Lynn Nottage is eating a fancy grilled cheese sandwich.
"Have you tried this?" she says, holding the Jerk, a sandwich at south Minneapolis restaurant All Square that has chicken, provolone, pineapple jam and jerk sauce. "It's amazing."
A two-time Pulitzer Prize winner (for "Ruined" and "Sweat") and recipient of a MacArthur "genius" grant, Nottage is in town for Friday's world premiere of her comedy "Floyd's," which contains many sandwiches. In fact, the first thing "Floyd's" audiences will see — and smell, according to director Kate Whoriskey — is a bacon sandwich.
"Floyd's" may be Nottage's most audience-friendly play. The title refers to a Pennsylvania truck stop that employs formerly imprisoned people who attempt to make the perfect sandwich while getting their lives back on track. Coincidentally, the same thing happens at the new All Square, which was the beneficiary of a preview performance of "Floyd's."
Way back in 2014, the Guthrie Theater commissioned a new work, which turned out to be "Floyd's," from Nottage. Its arrival is a very big deal, considering that the last time a Nottage play premiered outside of New York, it was "Sweat," which debuted at Oregon Shakespeare Festival and went on to Broadway, Tony Award nominations and a Pulitzer. There had been talk about the Guthrie simultaneously staging those plays, but the timing didn't work, so the theater will do "Sweat" next summer. Still, "Floyd's" shares with "Sweat" its setting of Reading, Pa., a character and an origins story.
"I usually write two plays at once. It's for my brain to be in conversation with itself, the right and the left side. 'Sweat,' I feel, is a political play, dealing with very weighty issues, and it was emotional to write. 'Floyd's,' while it still has a gravitas, is funny and lighter and it's about food. In some ways, when I was writing 'Sweat,' 'Floyd's' was a place I could go to for refuge," said the warm and curious Nottage.

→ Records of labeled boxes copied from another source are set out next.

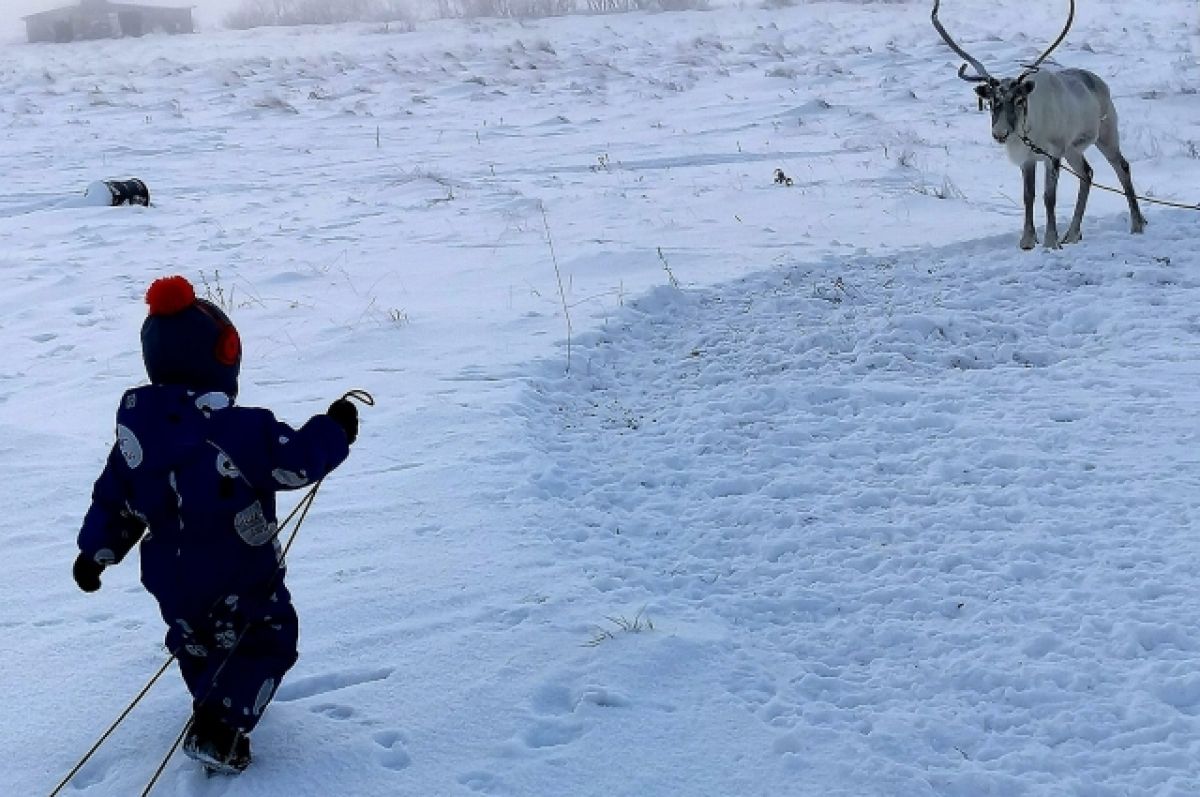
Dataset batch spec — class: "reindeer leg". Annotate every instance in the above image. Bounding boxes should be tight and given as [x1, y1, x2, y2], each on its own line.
[1096, 133, 1146, 233]
[1021, 161, 1038, 250]
[1045, 157, 1062, 248]
[1062, 152, 1092, 244]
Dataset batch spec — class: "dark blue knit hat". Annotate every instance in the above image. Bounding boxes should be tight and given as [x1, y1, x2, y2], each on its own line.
[142, 276, 241, 396]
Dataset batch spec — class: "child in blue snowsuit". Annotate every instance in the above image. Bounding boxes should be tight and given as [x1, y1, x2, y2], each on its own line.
[73, 276, 358, 772]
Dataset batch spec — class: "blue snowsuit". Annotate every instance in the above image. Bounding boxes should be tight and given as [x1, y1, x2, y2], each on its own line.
[79, 384, 349, 732]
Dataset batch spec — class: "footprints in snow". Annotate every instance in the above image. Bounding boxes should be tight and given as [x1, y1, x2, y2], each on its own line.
[275, 667, 413, 772]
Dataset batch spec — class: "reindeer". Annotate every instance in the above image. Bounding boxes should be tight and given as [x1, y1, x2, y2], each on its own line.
[932, 0, 1146, 250]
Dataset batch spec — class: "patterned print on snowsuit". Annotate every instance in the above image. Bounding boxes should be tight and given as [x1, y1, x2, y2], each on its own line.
[79, 385, 349, 732]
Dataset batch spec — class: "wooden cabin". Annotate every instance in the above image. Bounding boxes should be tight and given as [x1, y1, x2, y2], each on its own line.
[24, 0, 196, 42]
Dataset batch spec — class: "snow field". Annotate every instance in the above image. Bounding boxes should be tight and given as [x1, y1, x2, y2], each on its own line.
[0, 0, 1200, 797]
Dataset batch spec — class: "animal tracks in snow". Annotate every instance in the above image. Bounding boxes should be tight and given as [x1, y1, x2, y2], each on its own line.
[275, 667, 396, 703]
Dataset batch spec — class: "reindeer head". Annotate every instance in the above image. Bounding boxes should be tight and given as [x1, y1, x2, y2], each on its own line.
[932, 0, 1075, 144]
[976, 76, 1033, 144]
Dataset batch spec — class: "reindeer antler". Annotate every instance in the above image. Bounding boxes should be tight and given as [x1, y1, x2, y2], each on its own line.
[1022, 0, 1075, 79]
[930, 0, 993, 83]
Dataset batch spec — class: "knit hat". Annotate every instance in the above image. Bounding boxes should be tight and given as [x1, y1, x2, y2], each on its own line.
[142, 276, 241, 396]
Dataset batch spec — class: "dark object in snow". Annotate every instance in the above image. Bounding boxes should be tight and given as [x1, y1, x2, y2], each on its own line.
[83, 178, 150, 208]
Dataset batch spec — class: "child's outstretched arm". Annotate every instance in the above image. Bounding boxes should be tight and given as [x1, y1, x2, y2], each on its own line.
[249, 399, 358, 490]
[73, 445, 146, 592]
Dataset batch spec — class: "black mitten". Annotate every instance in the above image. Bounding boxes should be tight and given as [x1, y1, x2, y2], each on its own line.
[325, 399, 359, 443]
[71, 553, 104, 592]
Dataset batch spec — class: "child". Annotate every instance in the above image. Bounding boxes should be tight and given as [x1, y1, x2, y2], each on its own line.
[74, 276, 359, 772]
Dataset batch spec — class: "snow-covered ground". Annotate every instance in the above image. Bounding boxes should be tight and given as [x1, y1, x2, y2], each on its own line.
[0, 0, 1200, 797]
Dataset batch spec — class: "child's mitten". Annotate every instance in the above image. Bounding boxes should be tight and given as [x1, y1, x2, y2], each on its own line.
[325, 399, 359, 443]
[71, 553, 104, 592]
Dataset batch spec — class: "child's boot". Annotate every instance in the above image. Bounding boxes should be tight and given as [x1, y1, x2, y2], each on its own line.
[184, 709, 250, 774]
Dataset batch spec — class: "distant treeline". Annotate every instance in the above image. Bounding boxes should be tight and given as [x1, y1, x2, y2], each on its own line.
[224, 0, 708, 30]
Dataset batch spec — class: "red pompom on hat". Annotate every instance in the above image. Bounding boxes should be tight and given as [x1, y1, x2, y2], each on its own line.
[142, 275, 241, 396]
[146, 275, 196, 316]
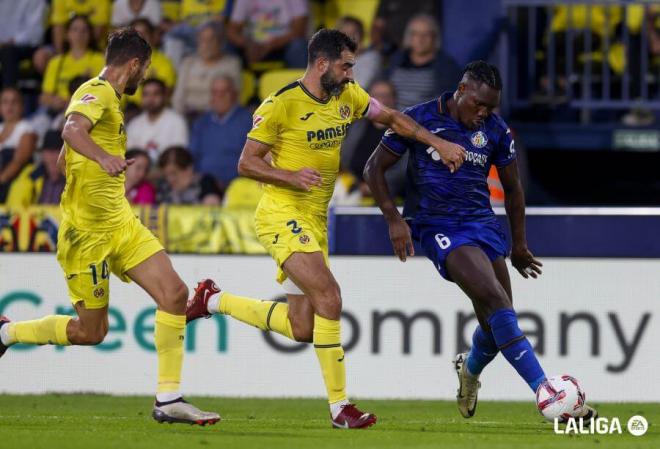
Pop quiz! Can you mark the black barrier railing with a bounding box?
[502,0,660,115]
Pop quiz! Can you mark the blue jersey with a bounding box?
[382,92,516,224]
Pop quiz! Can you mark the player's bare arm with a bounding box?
[62,112,133,176]
[56,145,66,175]
[238,139,321,191]
[364,144,415,262]
[369,99,467,173]
[497,161,543,279]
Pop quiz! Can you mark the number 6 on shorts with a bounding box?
[435,234,451,249]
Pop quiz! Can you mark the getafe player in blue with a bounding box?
[365,61,596,418]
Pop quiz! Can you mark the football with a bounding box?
[536,374,585,422]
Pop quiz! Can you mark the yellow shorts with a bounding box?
[57,217,163,309]
[254,201,329,284]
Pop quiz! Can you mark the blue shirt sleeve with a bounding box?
[380,108,415,156]
[492,117,516,167]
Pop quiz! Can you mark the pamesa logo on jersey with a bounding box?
[470,131,488,148]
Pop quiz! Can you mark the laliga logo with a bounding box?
[554,415,649,437]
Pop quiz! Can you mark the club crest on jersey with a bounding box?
[78,94,96,104]
[470,131,488,148]
[339,104,351,120]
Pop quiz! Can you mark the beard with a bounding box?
[124,80,140,95]
[321,71,348,97]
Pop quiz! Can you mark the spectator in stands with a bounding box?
[163,0,228,67]
[129,18,176,98]
[157,147,222,206]
[372,0,442,51]
[385,15,461,109]
[0,0,46,87]
[341,80,408,197]
[111,0,162,28]
[227,0,309,68]
[0,87,37,203]
[172,22,241,118]
[7,131,66,209]
[124,148,156,205]
[39,16,105,115]
[50,0,112,53]
[126,78,188,163]
[337,16,382,89]
[190,76,252,190]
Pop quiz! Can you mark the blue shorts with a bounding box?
[410,219,509,282]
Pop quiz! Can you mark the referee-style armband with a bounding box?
[367,97,383,120]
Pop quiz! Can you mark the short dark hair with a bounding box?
[307,28,357,64]
[158,146,193,168]
[105,28,151,65]
[128,17,156,34]
[337,15,364,44]
[463,61,502,90]
[142,78,167,93]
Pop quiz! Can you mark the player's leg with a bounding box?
[0,301,108,355]
[125,250,220,425]
[282,251,376,428]
[186,279,314,342]
[446,246,545,391]
[0,228,110,355]
[491,257,598,419]
[464,257,513,376]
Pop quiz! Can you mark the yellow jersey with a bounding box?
[41,50,105,98]
[60,77,133,231]
[248,81,369,216]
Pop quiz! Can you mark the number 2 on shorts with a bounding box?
[286,220,302,234]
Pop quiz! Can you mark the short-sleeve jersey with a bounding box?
[248,81,369,215]
[382,92,516,224]
[60,77,133,231]
[41,50,105,98]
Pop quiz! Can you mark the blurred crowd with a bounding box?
[0,0,506,207]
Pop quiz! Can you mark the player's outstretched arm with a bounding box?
[497,161,543,279]
[367,98,467,173]
[55,145,66,175]
[62,112,133,176]
[363,144,415,262]
[238,139,321,190]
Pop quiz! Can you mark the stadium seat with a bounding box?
[324,0,380,47]
[259,69,305,101]
[239,70,257,106]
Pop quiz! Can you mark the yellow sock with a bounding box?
[154,310,186,393]
[7,315,73,346]
[218,292,294,340]
[314,315,346,404]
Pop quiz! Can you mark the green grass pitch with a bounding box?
[0,394,660,449]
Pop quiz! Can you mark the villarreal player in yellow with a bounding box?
[0,28,220,425]
[186,29,465,429]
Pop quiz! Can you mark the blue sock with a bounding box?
[488,309,545,392]
[466,326,499,376]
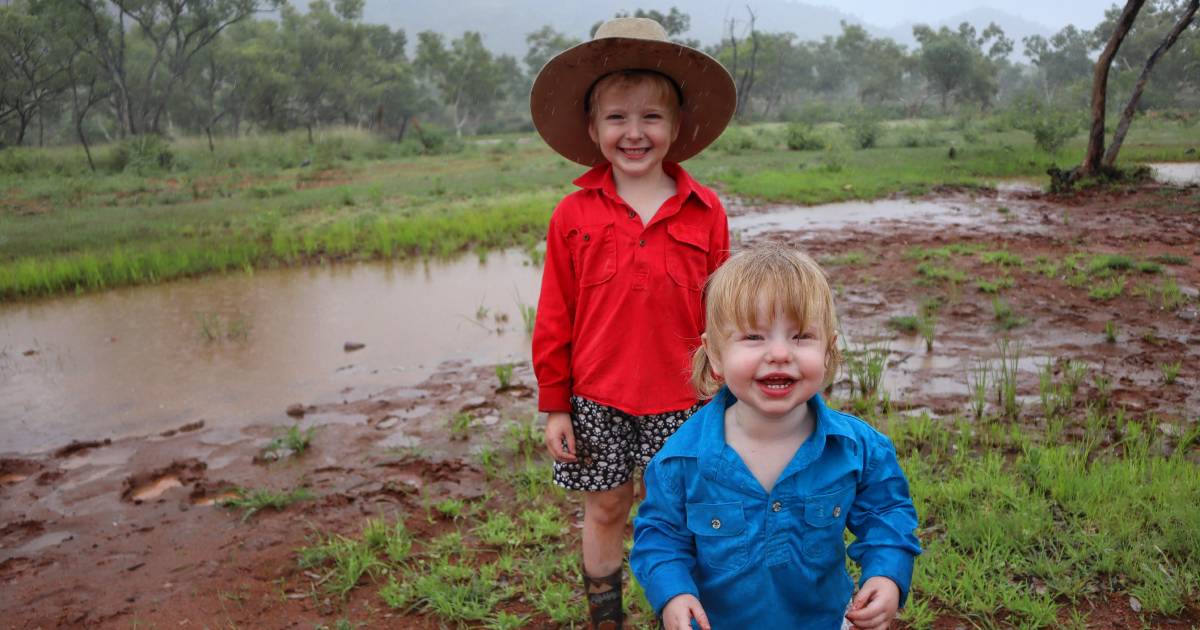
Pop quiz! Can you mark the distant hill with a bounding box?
[364,0,1051,61]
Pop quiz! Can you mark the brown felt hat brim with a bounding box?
[529,37,737,167]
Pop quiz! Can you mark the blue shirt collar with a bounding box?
[697,386,854,492]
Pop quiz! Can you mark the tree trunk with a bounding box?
[1103,0,1200,168]
[1069,0,1146,182]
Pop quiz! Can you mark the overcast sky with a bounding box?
[820,0,1123,31]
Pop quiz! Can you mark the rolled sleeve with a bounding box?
[846,436,920,607]
[533,208,576,412]
[629,460,700,613]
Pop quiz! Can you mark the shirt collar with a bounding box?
[700,386,854,480]
[572,162,712,208]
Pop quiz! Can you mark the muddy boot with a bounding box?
[583,569,625,630]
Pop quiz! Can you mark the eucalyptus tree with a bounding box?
[413,31,520,137]
[60,0,283,134]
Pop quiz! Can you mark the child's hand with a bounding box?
[846,576,900,630]
[546,412,575,463]
[662,594,713,630]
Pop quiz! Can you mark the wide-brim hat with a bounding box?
[529,18,737,167]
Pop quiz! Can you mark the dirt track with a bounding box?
[0,180,1200,628]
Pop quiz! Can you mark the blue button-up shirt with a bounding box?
[630,388,920,629]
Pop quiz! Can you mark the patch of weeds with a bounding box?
[220,487,316,523]
[842,340,892,401]
[263,425,317,460]
[474,511,520,547]
[976,276,1013,294]
[450,412,475,440]
[1087,253,1134,275]
[996,338,1021,419]
[979,250,1025,266]
[1150,253,1192,266]
[1158,361,1183,385]
[517,304,538,335]
[1158,277,1188,311]
[888,316,920,334]
[821,251,868,266]
[917,263,967,284]
[496,364,512,390]
[504,418,544,457]
[520,505,566,544]
[967,360,991,420]
[991,298,1025,330]
[433,499,467,521]
[484,611,529,630]
[1087,277,1124,301]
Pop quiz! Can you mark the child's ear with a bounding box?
[700,332,724,379]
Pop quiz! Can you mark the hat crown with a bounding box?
[592,18,668,42]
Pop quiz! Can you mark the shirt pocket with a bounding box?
[568,222,617,287]
[803,486,854,565]
[688,502,749,571]
[666,223,708,290]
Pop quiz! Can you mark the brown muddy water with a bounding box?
[1147,162,1200,186]
[0,252,541,454]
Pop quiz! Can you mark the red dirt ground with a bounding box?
[0,178,1200,629]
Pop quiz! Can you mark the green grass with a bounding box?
[221,487,316,523]
[0,121,1195,299]
[263,425,317,460]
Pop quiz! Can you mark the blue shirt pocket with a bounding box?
[804,485,854,566]
[688,502,749,571]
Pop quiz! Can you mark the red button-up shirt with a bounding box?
[533,162,730,415]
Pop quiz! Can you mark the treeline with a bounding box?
[0,0,1200,148]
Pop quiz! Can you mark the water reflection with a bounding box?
[0,252,541,452]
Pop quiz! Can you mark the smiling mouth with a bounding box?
[757,376,796,394]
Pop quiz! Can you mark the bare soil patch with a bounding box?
[0,182,1200,629]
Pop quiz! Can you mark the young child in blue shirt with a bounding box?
[630,245,920,630]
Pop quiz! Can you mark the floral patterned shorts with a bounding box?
[554,396,702,492]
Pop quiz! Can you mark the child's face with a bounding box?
[703,302,832,420]
[588,80,679,178]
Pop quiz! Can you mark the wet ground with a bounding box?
[0,169,1200,628]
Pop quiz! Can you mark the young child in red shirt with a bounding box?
[530,18,736,629]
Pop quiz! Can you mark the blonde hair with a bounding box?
[691,244,841,398]
[583,70,683,120]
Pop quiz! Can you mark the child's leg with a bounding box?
[583,480,634,577]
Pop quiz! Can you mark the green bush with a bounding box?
[112,133,175,174]
[784,122,826,151]
[846,112,883,149]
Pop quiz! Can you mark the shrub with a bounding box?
[113,133,175,174]
[785,122,824,151]
[846,112,883,149]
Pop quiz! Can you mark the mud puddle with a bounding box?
[0,252,540,452]
[1146,162,1200,186]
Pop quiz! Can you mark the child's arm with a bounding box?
[662,594,712,630]
[708,199,730,270]
[629,457,707,623]
[533,211,576,413]
[846,432,920,612]
[846,576,900,630]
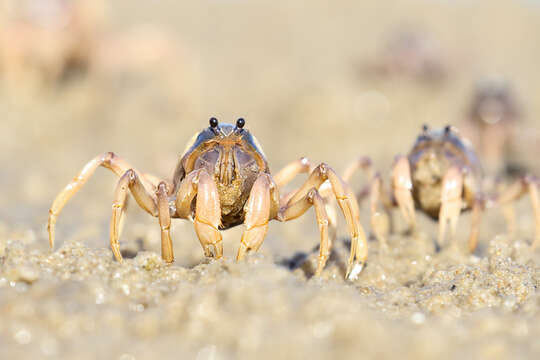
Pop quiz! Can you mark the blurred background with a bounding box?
[0,0,540,263]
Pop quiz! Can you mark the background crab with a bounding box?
[344,125,540,252]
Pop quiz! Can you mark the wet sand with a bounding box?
[0,1,540,360]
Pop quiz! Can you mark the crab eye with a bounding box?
[236,118,246,129]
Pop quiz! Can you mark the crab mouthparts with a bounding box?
[216,147,236,185]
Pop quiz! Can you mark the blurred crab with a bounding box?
[48,118,367,279]
[463,78,524,175]
[364,27,447,84]
[0,0,103,85]
[343,125,540,252]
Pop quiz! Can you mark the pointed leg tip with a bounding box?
[345,262,364,281]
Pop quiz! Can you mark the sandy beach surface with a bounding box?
[0,0,540,360]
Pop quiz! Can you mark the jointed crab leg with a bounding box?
[496,176,540,248]
[439,167,463,245]
[469,198,484,253]
[110,169,158,262]
[392,156,416,230]
[176,169,223,259]
[278,188,332,276]
[282,164,367,278]
[47,152,156,248]
[236,174,275,261]
[369,173,390,247]
[156,182,174,263]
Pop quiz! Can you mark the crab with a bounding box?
[48,118,367,279]
[464,78,524,175]
[343,125,540,252]
[363,27,448,85]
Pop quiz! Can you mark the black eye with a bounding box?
[236,118,246,129]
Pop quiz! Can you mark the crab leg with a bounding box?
[47,152,157,248]
[287,163,368,279]
[439,167,464,245]
[278,188,332,276]
[176,169,223,258]
[236,174,273,261]
[110,169,158,262]
[392,156,416,231]
[497,176,540,248]
[369,173,390,248]
[156,181,174,263]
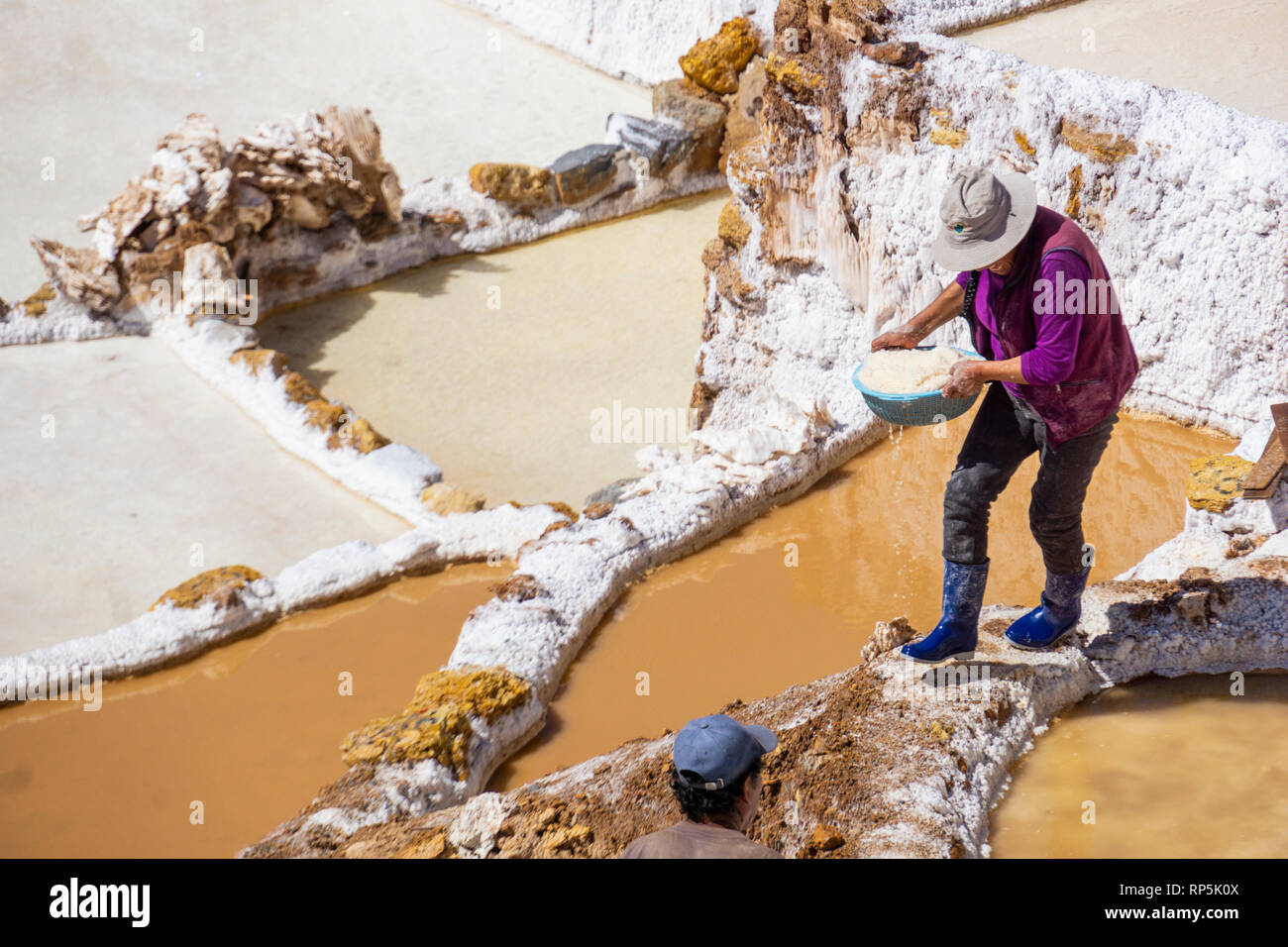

Johanna Day has worked with Nottage twice. A veteran of the Broadway "Sweat" who plays the title character in "Floyd's," Day said, "She's such an interesting, beautiful creature to me. She seems very grounded and still. She tells great stories, and I love the way she giggles."
As near as Nottage can remember it, her first glimmer of "Floyd's" was the main character, a shape-shifting, mysterious restaurant owner: "I started to think of Floyd as this person that, every time you want to move forward, will remind you of your flaws."